A busca pelo desvalor, ou pela autonomia de valores, definidor de cada sistema, passa a determinar o que é bom e mau, mantendo a lógica ética de sistemas de valores verdadeiros pautados em princípios morais e definidores do maniqueísmo bom vs. mau. Contrapondo a estética como elaboração por meio do sensível, cuja pretensão se baseia na busca de liberdade e autonomia, sua representação acaba sendo construída em um sistema de valores externos, impedindo qualquer movimento livre de sua realização e experiência do sujeito.

Quando não é o artista que se embasa nesses sistemas de valores, é o espectador quem faz essa captação e joga para dentro do seu sistema individual de valor (um sistema compreendido por ele como absoluto e infinito, logo, verdadeiro), toda sua relação sensível com a obra, reivindicando validade única e universal. Ao que fica fora do sistema, não se pode atribuir juízo de valor (embora se busque sempre o enquadramento); ou seja, aquilo a que não é atribuído um valor é definido como algo de desvalor, gerando, segundo Broch, uma guerra de sistema de valores isolados (2014, p. 30). Dessa forma, a autonomia passa a ser condicionada por estruturas:

A intervenção na autonomia: essa formulação do “mal” é independente da natureza conteudística do respectivo sistema de valores, ela é meramente condicionada pela estrutura, e se a intervenção no comando autônomo de um sistema de valores pode ser caracterizada como a essência do “dogmático”, o dogmático é o “mal” por excelência. (BROCH, 2014, p. 31)

Para Broch, o mal é o sistema oposto ao sistema de valores determinados e impostos. Mesmo sendo o oposto, ele não é externo. É só o contrário e depende do sistema de valores para existir. O mal, o contraditório, não é oposto do absoluto, do valor verdadeiro, pois um está no outro.

Esse movimento gera a inversão do que é ético em estético, pois exige da estética um efeito, em que a ética deixa de ser um conhecimento de valor e passa a ser representação estética. Enquanto sistema de valores, a ética é infinita e verdadeira; enquanto estética, é finita, representada no plano material.

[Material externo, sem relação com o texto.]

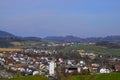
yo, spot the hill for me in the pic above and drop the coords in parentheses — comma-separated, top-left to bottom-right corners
(0, 30, 15, 37)
(1, 30, 120, 43)
(0, 30, 42, 47)
(44, 35, 84, 42)
(44, 35, 120, 43)
(0, 37, 42, 48)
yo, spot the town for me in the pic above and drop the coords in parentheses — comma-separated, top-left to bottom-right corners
(0, 42, 120, 80)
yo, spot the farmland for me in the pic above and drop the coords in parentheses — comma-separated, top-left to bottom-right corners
(0, 48, 22, 52)
(64, 44, 120, 56)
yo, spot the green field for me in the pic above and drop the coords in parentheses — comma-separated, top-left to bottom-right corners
(63, 72, 120, 80)
(64, 45, 120, 56)
(5, 75, 51, 80)
(5, 72, 120, 80)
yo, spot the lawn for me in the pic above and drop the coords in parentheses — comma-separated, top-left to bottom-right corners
(63, 72, 120, 80)
(5, 75, 51, 80)
(5, 72, 120, 80)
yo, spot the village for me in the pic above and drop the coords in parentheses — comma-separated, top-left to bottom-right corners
(0, 43, 120, 80)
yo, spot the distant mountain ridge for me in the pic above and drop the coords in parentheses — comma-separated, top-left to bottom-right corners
(0, 30, 120, 43)
(0, 30, 15, 37)
(0, 30, 42, 47)
(44, 35, 120, 42)
(0, 30, 41, 41)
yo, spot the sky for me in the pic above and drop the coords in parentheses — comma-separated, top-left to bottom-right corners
(0, 0, 120, 38)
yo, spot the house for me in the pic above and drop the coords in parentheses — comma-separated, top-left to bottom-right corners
(67, 60, 76, 66)
(65, 66, 90, 75)
(90, 63, 100, 74)
(65, 67, 78, 73)
(87, 53, 96, 59)
(77, 50, 85, 57)
(115, 64, 120, 71)
(100, 68, 110, 73)
(82, 66, 90, 75)
(80, 60, 85, 66)
(33, 71, 41, 75)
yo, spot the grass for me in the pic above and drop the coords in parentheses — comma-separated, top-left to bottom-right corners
(5, 72, 120, 80)
(63, 72, 120, 80)
(5, 75, 51, 80)
(64, 44, 120, 56)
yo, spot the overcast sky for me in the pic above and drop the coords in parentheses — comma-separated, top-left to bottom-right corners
(0, 0, 120, 38)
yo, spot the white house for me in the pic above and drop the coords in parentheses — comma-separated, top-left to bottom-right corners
(100, 68, 110, 73)
(33, 71, 40, 75)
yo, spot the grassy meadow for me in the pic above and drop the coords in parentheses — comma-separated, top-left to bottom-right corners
(4, 72, 120, 80)
(63, 72, 120, 80)
(64, 44, 120, 56)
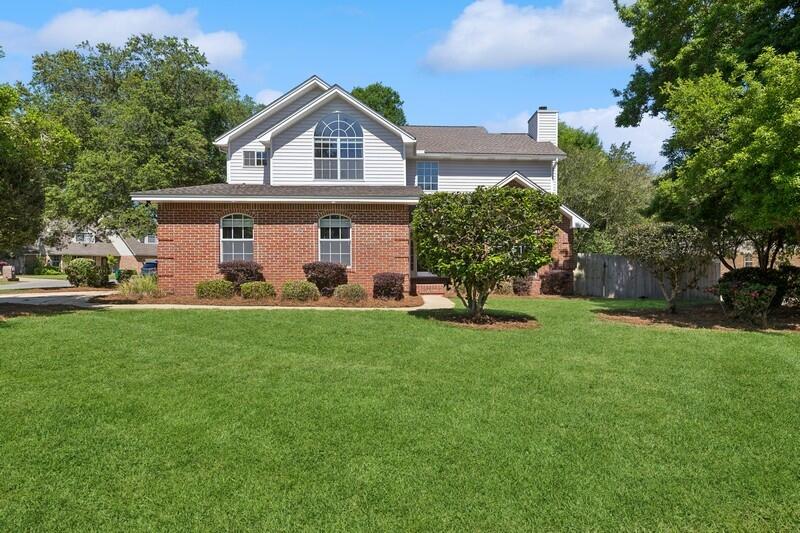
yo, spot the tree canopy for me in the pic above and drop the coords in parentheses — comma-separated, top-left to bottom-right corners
(613, 0, 800, 127)
(617, 222, 711, 313)
(23, 34, 259, 237)
(0, 85, 78, 252)
(653, 49, 800, 269)
(557, 122, 655, 253)
(412, 187, 561, 320)
(351, 82, 407, 125)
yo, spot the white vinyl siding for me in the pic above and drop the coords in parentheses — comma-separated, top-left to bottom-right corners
(407, 159, 554, 193)
(227, 86, 326, 184)
(270, 96, 406, 186)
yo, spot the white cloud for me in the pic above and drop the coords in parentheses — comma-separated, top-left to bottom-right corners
(0, 6, 244, 66)
(561, 105, 671, 168)
(425, 0, 631, 71)
(255, 88, 282, 105)
(484, 105, 671, 168)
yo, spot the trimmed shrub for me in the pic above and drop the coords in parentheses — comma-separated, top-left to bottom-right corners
(218, 260, 264, 291)
(195, 279, 235, 299)
(540, 270, 573, 295)
(64, 258, 106, 287)
(373, 272, 404, 300)
(781, 265, 800, 307)
(493, 280, 514, 295)
(119, 275, 161, 298)
(116, 269, 137, 282)
(282, 280, 320, 302)
(512, 276, 533, 296)
(718, 267, 786, 308)
(333, 283, 367, 303)
(303, 261, 347, 297)
(240, 281, 277, 300)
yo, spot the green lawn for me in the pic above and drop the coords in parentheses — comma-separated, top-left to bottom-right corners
(1, 298, 799, 530)
(17, 273, 68, 280)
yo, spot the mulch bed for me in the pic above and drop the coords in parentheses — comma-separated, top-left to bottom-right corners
(89, 293, 425, 308)
(596, 304, 800, 333)
(409, 309, 539, 330)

Quanto ao efeito estético, na arte, busca-se uma meta infinita: “o verdadeiramente estético”, o sensível. Automaticamente, busca-se alcançar a meta infinita por meio de um “bom” efeito estético. Nesse contexto, o irracional na arte acaba sendo levado pelo efeito, ao racional, e próximo eticamente do contemplador. A liberdade e a autonomia partem de valores falsos, moldados a partir de um passado sistemático de valores. Consequentemente isso pede uma exigência estética que caminha ao encontro da arte kitsch.

...a “exigência” estética se fundamenta naquilo que foi, no passado por excelência, que ela transforma em meta de valores, a uma meta de valores “falsa”, que ela eleva a um sujeito de valores falso, a um anti-Deus, portador do mal, cujas exigências antiéticas intervêm no desenvolvimento vivo de um sistema original e em sua liberdade autônoma. E justamente por ser a “exigência estética” que assim repercute, é que o kitsch é convocado, na condição de fenômeno estético em sentido estrito, a se tornar representante do mal ético. (BROCH, 2014, p. 37)

O kitsch como a representação do mal ético é dogmático e arbitrário e traz para o efeito a finitude da representação, que está diretamente ligada a sistemas de valores universais, e não individuais. O kitsch parte do efeito estético para um efeito ético do mal (o ético dogmático, definido, completo, restrito), tornando-se, em partes, tendencioso e engajado. Broch afirma que  “a essência kitsch é a troca categórica pela categoria estética” (2014, p. 40), em que o que importa é o belo efeito causado pela arte kitsch e não o objeto em si.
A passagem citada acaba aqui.